I’ve been thinking of the drunken old good times while watching young people socializing online, constantly messaging in a dizzying pace, never looking around, certainly not bending over a Xerox machine. One hears junk talk about things they like or dislike, mostly about fashion, cars, and jewels, never about how we lived and what we were like, only about the glittering dystopian world of the present. It is a click-happy hell on Earth, with books now mere objects that fall down when one passes out. Once upon a time books gave us access to history, and we were allowed to become those we never dreamed of being. Clicking and texting back and forth is only good for giving masturbation a bad name.

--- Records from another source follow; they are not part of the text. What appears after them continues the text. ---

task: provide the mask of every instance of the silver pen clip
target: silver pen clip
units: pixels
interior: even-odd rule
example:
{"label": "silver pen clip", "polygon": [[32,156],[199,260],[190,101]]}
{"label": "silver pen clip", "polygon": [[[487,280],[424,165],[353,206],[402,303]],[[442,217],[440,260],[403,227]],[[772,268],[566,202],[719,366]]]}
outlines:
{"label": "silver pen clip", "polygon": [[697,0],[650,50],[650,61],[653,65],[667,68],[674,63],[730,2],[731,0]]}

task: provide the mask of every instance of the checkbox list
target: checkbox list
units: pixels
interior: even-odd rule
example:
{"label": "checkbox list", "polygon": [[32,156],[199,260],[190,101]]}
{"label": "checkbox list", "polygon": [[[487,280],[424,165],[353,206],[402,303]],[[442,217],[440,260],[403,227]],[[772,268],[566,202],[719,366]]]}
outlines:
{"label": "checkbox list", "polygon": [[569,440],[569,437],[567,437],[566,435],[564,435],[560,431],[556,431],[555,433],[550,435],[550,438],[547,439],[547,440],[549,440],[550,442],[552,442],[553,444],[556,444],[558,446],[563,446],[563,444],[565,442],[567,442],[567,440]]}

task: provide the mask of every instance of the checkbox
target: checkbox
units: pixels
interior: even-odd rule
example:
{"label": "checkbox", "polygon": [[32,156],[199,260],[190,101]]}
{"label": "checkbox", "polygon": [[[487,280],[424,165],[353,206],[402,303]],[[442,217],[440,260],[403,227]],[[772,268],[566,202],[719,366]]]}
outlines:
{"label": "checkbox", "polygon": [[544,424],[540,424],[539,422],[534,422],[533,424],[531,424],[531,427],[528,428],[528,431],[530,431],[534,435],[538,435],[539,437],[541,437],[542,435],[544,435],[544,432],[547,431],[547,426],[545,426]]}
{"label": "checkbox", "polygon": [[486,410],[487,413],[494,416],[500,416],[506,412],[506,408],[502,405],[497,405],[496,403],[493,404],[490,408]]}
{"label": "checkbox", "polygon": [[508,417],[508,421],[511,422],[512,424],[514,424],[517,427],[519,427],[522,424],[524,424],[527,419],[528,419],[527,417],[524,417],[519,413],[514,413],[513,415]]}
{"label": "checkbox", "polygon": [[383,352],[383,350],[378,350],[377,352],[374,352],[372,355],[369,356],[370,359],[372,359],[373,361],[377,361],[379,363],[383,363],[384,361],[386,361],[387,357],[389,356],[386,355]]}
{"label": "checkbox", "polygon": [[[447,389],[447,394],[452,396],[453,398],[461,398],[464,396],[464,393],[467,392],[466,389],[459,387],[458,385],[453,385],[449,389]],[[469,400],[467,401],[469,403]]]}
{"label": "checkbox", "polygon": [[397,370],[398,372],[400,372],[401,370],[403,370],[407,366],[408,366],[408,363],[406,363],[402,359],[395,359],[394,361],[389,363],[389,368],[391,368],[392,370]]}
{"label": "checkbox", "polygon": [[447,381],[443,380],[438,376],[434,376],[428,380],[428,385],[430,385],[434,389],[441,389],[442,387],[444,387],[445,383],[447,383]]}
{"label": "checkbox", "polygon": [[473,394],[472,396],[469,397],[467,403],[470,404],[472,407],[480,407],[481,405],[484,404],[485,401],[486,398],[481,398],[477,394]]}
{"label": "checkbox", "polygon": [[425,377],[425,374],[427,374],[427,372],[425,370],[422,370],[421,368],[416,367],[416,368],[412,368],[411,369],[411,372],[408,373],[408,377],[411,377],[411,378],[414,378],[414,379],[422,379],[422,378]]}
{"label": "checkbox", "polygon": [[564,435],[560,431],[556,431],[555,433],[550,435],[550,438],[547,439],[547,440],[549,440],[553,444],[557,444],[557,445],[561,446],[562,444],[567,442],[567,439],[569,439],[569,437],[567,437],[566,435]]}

But there’s still a way to get away from it all: cross-country skiing. I go late in the afternoon, after karate training or downhill skiing if the weather’s nice. I swish through Pushkin-like forests, watching dogs gamboling in deep powder. I like it when the dark falls ever so suddenly: From all-white to cobalt to black. There’s a sudden chill and lights begin to twinkle far away. Snow-dripped trees are the only guide, so I plow along until I reach the inn. There’s no one around: no mobile phones, no iPads, no nothing but silence. When future archeologists dig through the digital detritus of our long-gone so-called civilization, they’ll be delighted to find my remains, a homo erectus without a single digital contraption on his skeleton. At last I will be famous.